Ho notato, sia nel mio lavoro sia nella vita di tutti i giorni, come la gente (mi ci metto anche io) si sorprenda sempre di quanto, con i suoi “piccoli errori”, possa ferire gli altri. Questi “piccoli errori”, molte volte, sono come la punta di una minuscola freccia che però può ugualmente entrare in profondità. Ma quando questo succede, ci meravigliamo di come l’altro sia stato così male, perché in fondo – così pensiamo – non abbiamo fatto niente di speciale: solo una parola, solo una piccolezza, una puntura di spillo e niente più. Abbiamo poca consapevolezza per il dolore dato e questa ferisce ancor di più: noi stiamo male e “quello” nemmeno se n’è accorto, continua la sua vita come se niente fosse! Allora, molte volte scatta in noi un desiderio di rivalsa, se non proprio di vendetta: vorremmo che chi ci ha ferito potesse provare anche lui la nostra stessa sofferenza. A nessuno piace ammetterlo, ma spesso auguriamo il male e altrettanto spesso odiamo qualcuno. Non lo ammettiamo volentieri perché questo ci farebbe sentire meschini e cattivi, e allora non ci rimane che negare il nostro sentimento. Ma il rancore che cacciamo dalla porta ricompare a volte dalla finestra e gli diamo il nome di giustizia. In effetti questa pseudo giustizia altro non è che il desiderio che la persona che ci ha fatto del male possa patire ciò che abbiamo sofferto noi. Non ci sentiamo appagati sino a quando non siamo riusciti a infliggere un dolore all’altro e ci sentiamo giustificati e gratificati da quella che per noi è giustizia, ma, in effetti, è solo vendetta mascherata. Il nostro orgoglio è stato calpestato, ci siamo sentiti trattati peggio di quanto meritavamo e non abbiamo fatto altro che riportare la bilancia in pari.
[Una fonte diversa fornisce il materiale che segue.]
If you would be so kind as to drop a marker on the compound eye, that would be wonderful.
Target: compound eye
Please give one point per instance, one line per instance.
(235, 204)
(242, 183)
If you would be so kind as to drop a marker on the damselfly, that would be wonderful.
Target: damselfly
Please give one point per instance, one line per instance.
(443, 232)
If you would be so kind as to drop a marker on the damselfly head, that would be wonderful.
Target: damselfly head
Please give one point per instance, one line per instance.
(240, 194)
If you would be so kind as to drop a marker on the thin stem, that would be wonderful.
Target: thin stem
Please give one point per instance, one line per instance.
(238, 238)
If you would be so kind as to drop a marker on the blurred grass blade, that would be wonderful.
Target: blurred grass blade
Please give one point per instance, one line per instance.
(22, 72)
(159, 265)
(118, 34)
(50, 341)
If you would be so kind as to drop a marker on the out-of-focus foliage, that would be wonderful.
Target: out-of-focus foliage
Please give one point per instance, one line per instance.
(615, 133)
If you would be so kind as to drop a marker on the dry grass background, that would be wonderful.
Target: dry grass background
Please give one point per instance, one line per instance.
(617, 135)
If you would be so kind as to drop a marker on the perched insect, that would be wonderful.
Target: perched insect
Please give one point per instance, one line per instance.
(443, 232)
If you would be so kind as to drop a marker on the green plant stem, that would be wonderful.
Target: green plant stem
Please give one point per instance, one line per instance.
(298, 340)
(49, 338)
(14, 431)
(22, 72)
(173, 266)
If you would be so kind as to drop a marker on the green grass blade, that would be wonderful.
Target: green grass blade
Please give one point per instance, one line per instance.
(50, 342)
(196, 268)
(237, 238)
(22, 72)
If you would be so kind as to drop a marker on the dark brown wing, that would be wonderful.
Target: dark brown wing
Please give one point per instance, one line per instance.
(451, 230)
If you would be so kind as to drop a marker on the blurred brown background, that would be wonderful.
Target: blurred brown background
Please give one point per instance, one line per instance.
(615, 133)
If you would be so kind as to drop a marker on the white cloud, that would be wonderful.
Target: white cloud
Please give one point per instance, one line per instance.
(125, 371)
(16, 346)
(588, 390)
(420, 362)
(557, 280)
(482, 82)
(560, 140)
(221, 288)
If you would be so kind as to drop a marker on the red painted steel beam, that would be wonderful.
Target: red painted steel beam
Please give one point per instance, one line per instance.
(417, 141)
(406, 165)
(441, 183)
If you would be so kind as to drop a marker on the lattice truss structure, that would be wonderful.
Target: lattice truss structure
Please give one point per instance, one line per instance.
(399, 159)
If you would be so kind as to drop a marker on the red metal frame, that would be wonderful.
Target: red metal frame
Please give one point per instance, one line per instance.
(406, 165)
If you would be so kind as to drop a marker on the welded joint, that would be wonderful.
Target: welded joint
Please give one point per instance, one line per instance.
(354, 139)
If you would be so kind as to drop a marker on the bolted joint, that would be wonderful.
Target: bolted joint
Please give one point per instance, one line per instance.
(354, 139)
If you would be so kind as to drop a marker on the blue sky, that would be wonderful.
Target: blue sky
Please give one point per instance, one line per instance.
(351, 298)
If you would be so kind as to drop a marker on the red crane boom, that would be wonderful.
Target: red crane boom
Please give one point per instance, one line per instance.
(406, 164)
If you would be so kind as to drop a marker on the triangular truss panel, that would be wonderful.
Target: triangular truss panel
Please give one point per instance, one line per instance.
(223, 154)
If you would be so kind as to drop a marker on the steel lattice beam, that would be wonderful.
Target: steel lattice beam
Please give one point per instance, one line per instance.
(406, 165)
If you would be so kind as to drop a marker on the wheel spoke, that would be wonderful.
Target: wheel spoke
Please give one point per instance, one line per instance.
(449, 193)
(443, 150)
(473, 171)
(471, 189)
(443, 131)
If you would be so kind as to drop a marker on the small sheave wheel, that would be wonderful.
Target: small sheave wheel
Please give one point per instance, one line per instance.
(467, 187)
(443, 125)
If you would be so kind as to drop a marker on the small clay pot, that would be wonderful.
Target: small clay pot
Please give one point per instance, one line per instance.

Però a volte succede che anche dopo che

il desiderio di vendetta ha raggiunto lo scopo di ripagare con la stessa moneta il “colpevole”, non ci si senta poi così contenti e appagati, anzi! Una delle sensazioni che ci assale quasi a tradimento è proprio quella di sentirsi svuotati, insoddisfatti. Ma come, ci chiediamo, ho fatto giustizia e mi sento peggio di prima? Prima o poi ci accorgiamo che la nostra azione non ha cambiato proprio niente, la situazione è rimasta così com’era e ci sentiamo depressi, con la sensazione tangibile di futilità. Ci vergogniamo di ciò che abbiamo provato o fatto; una sorta di strana angoscia ci assale e ci fa sentire tutta la nostra meschinità. Un po’ quello che devono aver provato i biblici Adamo e Eva, ci scopriamo nudi. Pensavamo di essere vestiti, coperti di buoni sentimenti e di buoni propositi e invece, solo per aver riportato un po’ di giustizia, eccoci qui nudi alla mercé dello sguardo dell’altro che ora ci giudica per la nostra aggressività e per non essere riusciti a controllare i nostri istinti belluini. Ho trovato alcuni pensieri sui quali si dovrebbe riflettere: “L’atrocità della vendetta non è proporzionale all’atrocità dell’offesa, ma all’atrocità di chi si vendica”, e inoltre “È tanto più facile ricambiare l’offesa che il beneficio; perché la gratitudine pesa”. Scopriamo allora quanto sia vero che la sete di vendetta prosciuga l’anima, la consuma, la brucia nel profondo così che dopo non riuscirà mai più a germogliare nulla. Anche se abbiamo ferito l’altro solo con una parola, solo con una puntura di spillo, a volte dobbiamo fare i conti con quella parte di noi che non si dà pace se non vede la sofferenza dell’altro, anche se – come abbiamo visto – potremmo pagare un prezzo decisamente alto. Abbiamo una coscienza e questa, fortunatamente, si fa sentire.